Alicante experimentó el impacto de las guerras mundiales a caballo entre los siglos XVII y XVIII con una preparación militar poco apta. La caballería de su milicia local adolecía de buenas monturas y de efectividad. Su infantería estaba provista más de arcabuces y mosquetes que de fusiles de piedra de invención alemana, cuyo uso intensificó el ejército francés a partir de 1670. Dado el interés militar de la plaza, sus efectivos (tropas reales y compañías milicianas) eran reforzados por los de otras localidades más o menos vecinas (los socorros), entre las que se encontraban las valencianas Orihuela, Elche, Jijona, Elda, Castalla y Biar, y las castellanas Villena y Yecla, suscitándose agrias desavenencias sobre su despliegue y mantenimiento. Ni el rey ni el virrey de Valencia podían destacar auxilios poderosos.

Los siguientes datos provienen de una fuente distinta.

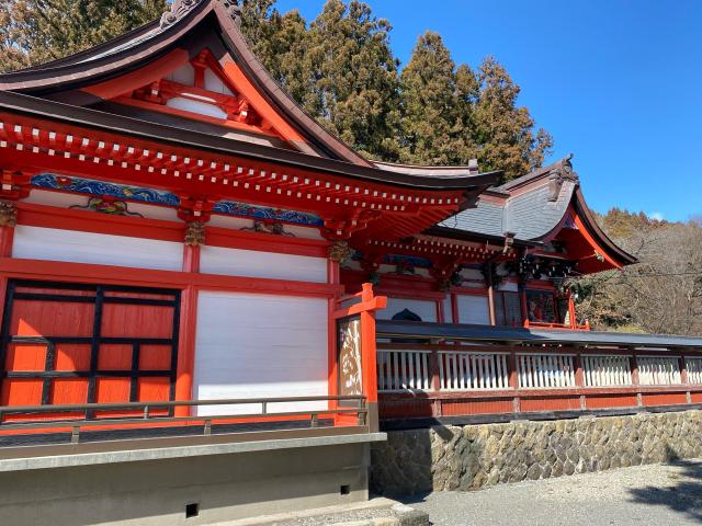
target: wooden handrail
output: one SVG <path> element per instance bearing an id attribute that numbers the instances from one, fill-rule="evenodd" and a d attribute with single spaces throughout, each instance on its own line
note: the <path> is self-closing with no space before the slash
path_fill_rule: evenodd
<path id="1" fill-rule="evenodd" d="M 355 408 L 335 408 L 318 409 L 309 411 L 279 411 L 274 413 L 268 412 L 269 403 L 291 403 L 291 402 L 315 402 L 315 401 L 355 401 Z M 150 413 L 152 409 L 165 409 L 176 407 L 196 407 L 196 405 L 233 405 L 233 404 L 260 404 L 261 411 L 258 413 L 245 414 L 203 414 L 196 416 L 159 416 Z M 138 418 L 112 418 L 112 419 L 63 419 L 32 422 L 2 422 L 8 414 L 32 414 L 41 415 L 42 413 L 76 413 L 94 411 L 143 411 L 143 415 Z M 324 415 L 355 414 L 359 425 L 367 425 L 369 410 L 363 396 L 336 396 L 336 397 L 275 397 L 275 398 L 237 398 L 223 400 L 176 400 L 162 402 L 124 402 L 124 403 L 83 403 L 83 404 L 64 404 L 64 405 L 3 405 L 0 407 L 0 431 L 41 431 L 41 430 L 71 430 L 71 443 L 80 442 L 80 431 L 82 428 L 94 428 L 104 426 L 120 426 L 125 428 L 144 427 L 145 424 L 152 426 L 154 424 L 202 424 L 203 435 L 212 434 L 213 422 L 226 423 L 231 421 L 241 421 L 250 419 L 276 419 L 276 418 L 297 418 L 309 416 L 310 427 L 317 427 L 319 418 Z M 223 422 L 224 421 L 224 422 Z"/>

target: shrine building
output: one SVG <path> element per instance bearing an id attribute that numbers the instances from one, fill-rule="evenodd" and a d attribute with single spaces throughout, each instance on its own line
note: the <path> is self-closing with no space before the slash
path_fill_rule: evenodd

Las defensas estáticas padecían la obsolescencia del circuito amurallado. Las torres cúbicas no encajaban en los tiempos de Carlos II, sino del Primero. La muralla del mar no alcanzaba los cinco metros de altura, saltándola a diario los pescadores de la Vila Vella. Ni el muelle ni otros puntos sensibles gozaban de terraplenes. Los expertos observaban horrorizados la indefensión del muelle del Baver, incitando al desembarco de tropas que controlarían con comodidad las alturas de las colinas de Poniente, pudiendo montar baterías letales para nuestras murallas. Además, los ya populosos arrabales, como el de San Francisco, yacían casi desprotegidos. La fuerza artillera (a costa del patrimonio municipal) andaba también escasa, limitándose a 11 piezas de hierro y 23 de bronce: sólo 11 eran de gran alcance. La ausencia de una buena Santa Bárbara o almacén de pólvora en el interior de la ciudad lo empeoraba todo.

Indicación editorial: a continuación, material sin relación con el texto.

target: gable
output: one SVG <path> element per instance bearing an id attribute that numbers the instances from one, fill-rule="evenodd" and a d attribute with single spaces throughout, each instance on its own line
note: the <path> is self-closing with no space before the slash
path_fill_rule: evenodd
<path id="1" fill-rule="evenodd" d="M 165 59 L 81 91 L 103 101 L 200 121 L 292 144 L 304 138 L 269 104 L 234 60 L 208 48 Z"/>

Tantas carencias nacían de la falta de fondos y de cierto pragmatismo mercantil, máxime en una ciudad donde florecía el contrabando (no siempre debidamente perseguido ni penalizado). La correcta fortificación de los arrabales alcanzaba un precio exorbitante, pero la atroz propuesta de su destrucción por mor de la seguridad fue completamente descartada.

Propuestas de mejora militar.

El municipio intentó allegar más fondos militares imponiendo una sisa sobre la venta de carnes, recabando ayudas del virrey e infructuosamente no pagando ciertas cargas a la Generalitat del reino. En 1692 no consiguió desprenderse de su cuota (664 libras) del mantenimiento del Tercio de los Valencianos, destinado al apurado frente catalán.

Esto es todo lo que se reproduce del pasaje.